Real-World Merge Scenarios

A paralegal assembles a court filing from seven separate documents: a cover sheet, three signed affidavits, a 24-page exhibit bundle, and two supporting memos. Each was created in different software — Word, a scanner, and Adobe Acrobat — producing PDFs with different page sizes and font configurations. After uploading all seven files in the required filing order, the merge produces a single 58-page PDF in about 12 seconds. The court's e-filing system accepts it as a single document, and every page retains its original formatting.

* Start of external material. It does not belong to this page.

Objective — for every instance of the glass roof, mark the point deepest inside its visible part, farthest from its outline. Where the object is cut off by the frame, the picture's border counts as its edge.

A graduate student is preparing her dissertation submission. The university requires a single PDF containing the title page, approval sheet (scanned with signatures), abstract, five chapters exported from LaTeX, and three appendices from Excel spreadsheets converted to PDF. She uses our Excel to PDF tool for the appendices, then merges all 11 files into the final submission. Total size: 14 MB across 180 pages, processed in under 30 seconds.

A project manager sends weekly status reports compiled from three departments. Each department exports their section as a separate PDF. Rather than copy-pasting into a new document (which risks formatting issues), she merges the three PDFs directly. The merged report preserves each department's charts, tables, and brand-specific headers exactly as they were created. The 15-page combined report is ready in 5 seconds.

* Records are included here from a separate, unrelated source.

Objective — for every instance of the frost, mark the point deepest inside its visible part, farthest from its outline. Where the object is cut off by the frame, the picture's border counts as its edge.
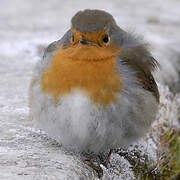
(28, 153)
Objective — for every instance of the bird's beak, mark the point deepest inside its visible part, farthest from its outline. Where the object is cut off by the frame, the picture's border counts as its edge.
(84, 41)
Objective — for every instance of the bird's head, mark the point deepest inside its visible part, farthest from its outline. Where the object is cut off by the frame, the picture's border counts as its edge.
(93, 36)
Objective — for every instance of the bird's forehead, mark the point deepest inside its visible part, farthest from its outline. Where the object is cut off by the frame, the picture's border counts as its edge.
(92, 20)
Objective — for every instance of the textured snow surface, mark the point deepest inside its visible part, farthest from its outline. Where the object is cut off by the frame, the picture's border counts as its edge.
(26, 27)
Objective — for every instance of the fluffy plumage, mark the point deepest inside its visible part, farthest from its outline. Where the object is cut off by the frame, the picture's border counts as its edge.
(76, 119)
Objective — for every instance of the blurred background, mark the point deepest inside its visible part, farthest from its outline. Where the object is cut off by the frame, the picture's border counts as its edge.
(28, 26)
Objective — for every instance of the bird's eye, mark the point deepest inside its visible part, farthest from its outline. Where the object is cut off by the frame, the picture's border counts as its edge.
(106, 38)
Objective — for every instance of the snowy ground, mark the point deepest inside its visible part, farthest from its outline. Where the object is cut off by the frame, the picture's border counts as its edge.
(25, 28)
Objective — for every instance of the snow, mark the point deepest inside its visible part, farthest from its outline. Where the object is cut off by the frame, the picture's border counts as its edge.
(26, 27)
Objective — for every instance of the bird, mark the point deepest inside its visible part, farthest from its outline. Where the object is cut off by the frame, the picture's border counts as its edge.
(93, 90)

Understanding File Size After Merging

The merged file size is roughly equal to the sum of the input files, plus a small overhead for the unified cross-reference table (usually under 100 KB). Because no recompression occurs, a set of 3 MB + 5 MB + 2 MB inputs produces approximately a 10 MB output.

Input FilesTotal Input SizeOutput SizeAfter Compression
3 text-heavy PDFs1.2 MB~1.2 MB~0.8 MB (font dedup)
5 scanned documents25 MB~25 MB~18 MB (image recompression)
10 mixed-content PDFs48 MB~48 MB~35 MB (fonts + images)

The “After Compression” column shows what you can expect if you run the merged output through our Compress PDF tool. Compression is most effective when source files share the same fonts (deduplication saves space) or contain high-resolution scanned images (which can be recompressed). For text-only PDFs, the savings are modest since the content is already compact.

One exception: if your source files use lossless compression for embedded images (common in PDFs exported from design tools like InDesign), the merged file can be significantly reduced by switching those images to lossy JPEG compression during a post-merge compression step. A 48 MB merged design portfolio might drop to 15 MB with minimal visible quality loss.

PDF Merge: Frequently Asked Questions

Answers to common questions about combining multiple PDF files.

Upload multiple PDF files using the upload area above. The files will be combined in the order you add them. Click "Convert" to merge them into a single PDF, then download the result. The entire process takes a few seconds for most files.